Nasceu pouco depois da Primeira Grande Guerra, na província de Azinhaga, região de Ribatejo, Portugal, mas ainda na primeira infância mudou-se para Lisboa. Filho da classe operária, teve sérias dificuldades para concluir os estudos, trabalhando como mecânico, desenhista, jornalista e funcionário público até que, enfim, assumiu o posto de direção em uma editora local e pode aproximar-se daquela que seria sua única e devota religião: a literatura.
José foi vencedor do prêmio Nobel, era ateu, comunista e casou-se duas vezes. Enquanto amealhava ardorosos admiradores que celebravam a exuberância do seu texto, acumulava, em larga proporção, detratores e inimigos pelas posições anti-clericais e anti-imperialistas que adotava publicamente. Certa vez, para desespero das ordens religiosas, afirmou que a Bíblia é "um manual de maus costumes, um catálogo de crueldades". Também foi acusado de anti-semitismo pela defesa contundente que promovia do Estado da Palestina, e foi duramente criticado pelas esquerdas quando retirou seu apoio incondicional a Fidel Castro após a execução de três cidadãos cubanos em 2003.

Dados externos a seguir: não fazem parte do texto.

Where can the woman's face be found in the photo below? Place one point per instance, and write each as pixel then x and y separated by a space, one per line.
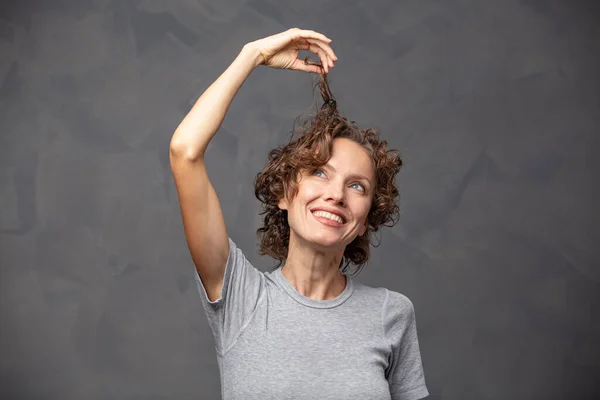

Mas, ao contrário do célebre poema de Drummond, este José tem identidade. Foi um dos maiores escritores da língua portuguesa desde que Camões a inventou e, talvez, tenha sido o último gigante a habitar o país do romance. O nome Saramago, apelido herdado do pai, transformou-se em título de nobreza na literatura mundial, chancela de refinamento e erudição e, sobretudo, referência pela forma - na palavra - e conteúdo - na vida. Ao longo de mais de sessenta anos de prática literária, nos ensinou a não temer parágrafos longos, mas também a respeitar a vastidão do mundo. Mostrou que travessões e aspas podem ser um entrave ao diálogo, ainda que menores que a intolerância religiosa e a opressão de classes. Demonstrou que o estoicismo é a pedra lapidar do caráter humano, e que a voz de um grande escritor jamais sucumbe ao exílio.
Apaixonado pela obra de Fernando Pessoa, escreveu em 1984 o livro "O ano da morte de Ricardo Reis", em homenagem ao poeta conterrâneo. A este se seguiram obras-primas como "Jangada de Pedra", o controverso "O Envangelho segundo Jesus Cristo" e "Ensaio sobre a cegueira", seu primeiro romance a ser transformado em filme. Ao seu último trabalho deu o nome de "Caim", recebido pela crítica como mais uma contestação aos dogmas católicos e já concebido em meio a graves problemas de saúde.
Se o legado do maior prosador lusitano do nosso tempo ainda não pode ser medido, a sua morte, instantaneamente, passa a ser lembrada. Não apenas como uma efeméride de resenhas literárias, mas como um grande acontecimento do mundo. E ainda que o Brasil seja pela sexta vez campeão de futebol, Marina Silva torne-se a primeira mulher negra a chegar ao Palácio do Planalto, ou um novo vulcão se lance sobre os céus da Europa, o ano de 2010, para os amantes de literatura, terá sempre um outro símbolo. Passa ser, de agora em diante, "O ano da morte de José Saramago".